According to Ayurvedic philosophy, "toxins" from undigested food and life experiences build up in the body and mind. You don't have to visit an Ayurvedic practitioner for a panchakarma cleanse every time you feel the need to rejuvenate the system. Working with Kripalu's Hilary Garivaltis, we came up with a one- to three-day at-home weekend detox program. The idea is to keep things simple to better tune in to yourself.
Dawn (or before): Perform morning ablutions
Think of it as cleansing the five senses. In addition to the standard Western routine of evacuating the bowels and bladder, washing the face, and brushing teeth, take care to wash the eyes and gently scrape the tongue. With a dropper, apply a few drops of sesame oil inside the nose. Then rub oil on the whole body to gird yourself for the rigors of the day.

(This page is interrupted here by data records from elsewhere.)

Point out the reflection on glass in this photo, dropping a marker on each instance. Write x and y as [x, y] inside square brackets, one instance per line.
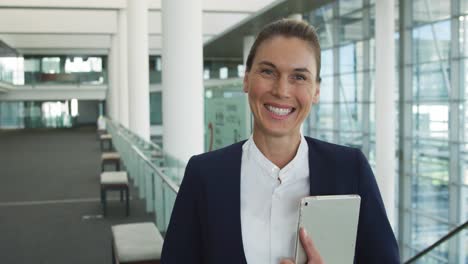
[463, 35]
[431, 121]
[326, 62]
[346, 6]
[432, 42]
[156, 108]
[351, 28]
[351, 87]
[426, 231]
[64, 70]
[430, 10]
[324, 116]
[326, 90]
[431, 81]
[431, 194]
[350, 117]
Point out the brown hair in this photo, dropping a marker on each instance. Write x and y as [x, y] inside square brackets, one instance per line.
[287, 28]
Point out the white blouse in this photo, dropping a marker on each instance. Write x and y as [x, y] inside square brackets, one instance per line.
[270, 203]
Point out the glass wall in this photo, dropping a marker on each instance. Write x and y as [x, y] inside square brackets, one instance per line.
[155, 69]
[64, 69]
[432, 48]
[345, 30]
[38, 114]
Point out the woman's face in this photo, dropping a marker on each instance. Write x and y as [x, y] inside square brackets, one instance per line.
[281, 86]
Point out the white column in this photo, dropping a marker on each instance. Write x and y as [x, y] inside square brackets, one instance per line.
[182, 78]
[385, 110]
[113, 84]
[296, 16]
[138, 72]
[123, 69]
[248, 43]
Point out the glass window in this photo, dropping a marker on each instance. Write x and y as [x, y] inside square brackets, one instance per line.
[431, 81]
[324, 116]
[431, 120]
[326, 63]
[351, 27]
[80, 64]
[347, 6]
[350, 117]
[51, 65]
[431, 194]
[156, 108]
[326, 90]
[463, 31]
[426, 231]
[430, 10]
[351, 86]
[432, 42]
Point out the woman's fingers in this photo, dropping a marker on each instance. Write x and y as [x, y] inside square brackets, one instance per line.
[313, 256]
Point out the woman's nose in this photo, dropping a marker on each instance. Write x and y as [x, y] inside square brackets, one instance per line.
[282, 88]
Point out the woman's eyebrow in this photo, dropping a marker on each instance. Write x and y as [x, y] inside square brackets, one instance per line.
[267, 63]
[302, 70]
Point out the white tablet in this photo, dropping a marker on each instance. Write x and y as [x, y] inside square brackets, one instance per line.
[331, 222]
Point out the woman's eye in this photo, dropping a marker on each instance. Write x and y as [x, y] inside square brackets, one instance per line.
[267, 71]
[299, 77]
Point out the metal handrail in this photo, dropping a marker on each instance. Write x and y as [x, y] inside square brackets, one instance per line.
[438, 242]
[162, 175]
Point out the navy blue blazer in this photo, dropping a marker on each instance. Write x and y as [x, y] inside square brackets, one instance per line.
[205, 225]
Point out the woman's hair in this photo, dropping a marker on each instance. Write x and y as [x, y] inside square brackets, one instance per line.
[287, 28]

6:30 a.m.-7 a.m. Sit by a window or outside, being present and silent, for up to 30 minutes, and greet the rising sun, connecting with its energy. Set your intentions for the day that's about to unfold. If you have a formal meditation practice, now's the time for it. Bring movement to the system by doing some stretching.
7 a.m. Prime your system with an 8-ounce glass of warm water and lemon juice, which helps flush wastes through the digestive system. Prepare the food you'll need for the day, the same food for each of your three meals. This is a monodiet with a simplicity that provides a kind of digestive vacation. The classic monodiet is kitchari (mung dal, rice, and an optional steamed vegetable). You can find recipes at benourished.net.
7:30 a.m. (or earlier, if you've gotten up well before dawn) Breakfast of kitchari and lots of hydrating (and toxin-flushing) warm herbal tea, such as ginger, without sweetener. Drink it throughout the day as well. Avoid caffeine, even green tea.
6 a.m.-10 a.m. Yes, even the hours of the day have doshas. This is kapha time, regarded as heavy, slow, and good for memory work. This may be the best time for journaling, taking stock of your life, and noting what things are working for you (relationships, job) and what may need to be shaken up.
The afternoons of your detox weekend are about winding down your day.
10 a.m.-2 p.m. This is pitta time, when the digestive fire burns brightest. Lunch, taken around noon, is the biggest meal. If the monotony of the food is too much, you can vary it slightly from day to day. Go to ayurveda.com for vegetable choices and dosha-specific spicing.
2 p.m.-6 p.m. At vata time, when the sun is shifting and energy is up, the body tends to be restless. Go outside and take in nature with a long, mindful walk. If you live in a city, go to the park.
Sunset Just like dawn, this is a propitious time to sit quietly and take in the (setting) sun. If you have a formal meditation practice, do it. Give thanks for the day, not focusing on dissatisfactions or things that need changing.
6 p.m.-10 p.m. It's back to heavier kapha time. Have an early dinner, around 6 p.m., and begin the winding-down process. Before bed, around 9 p.m., rub a little lavender massage oil on the soles of the feet and the crown of the head to calm the nervous system. If you're a milk drinker, have a glass of warm milk with a pinch of nutmeg or cinnamon, another natural relaxant.
At the conclusion of the weekend, think about how making these small Ayurvedic changes influenced you and which ones you might be able to incorporate into your daily life.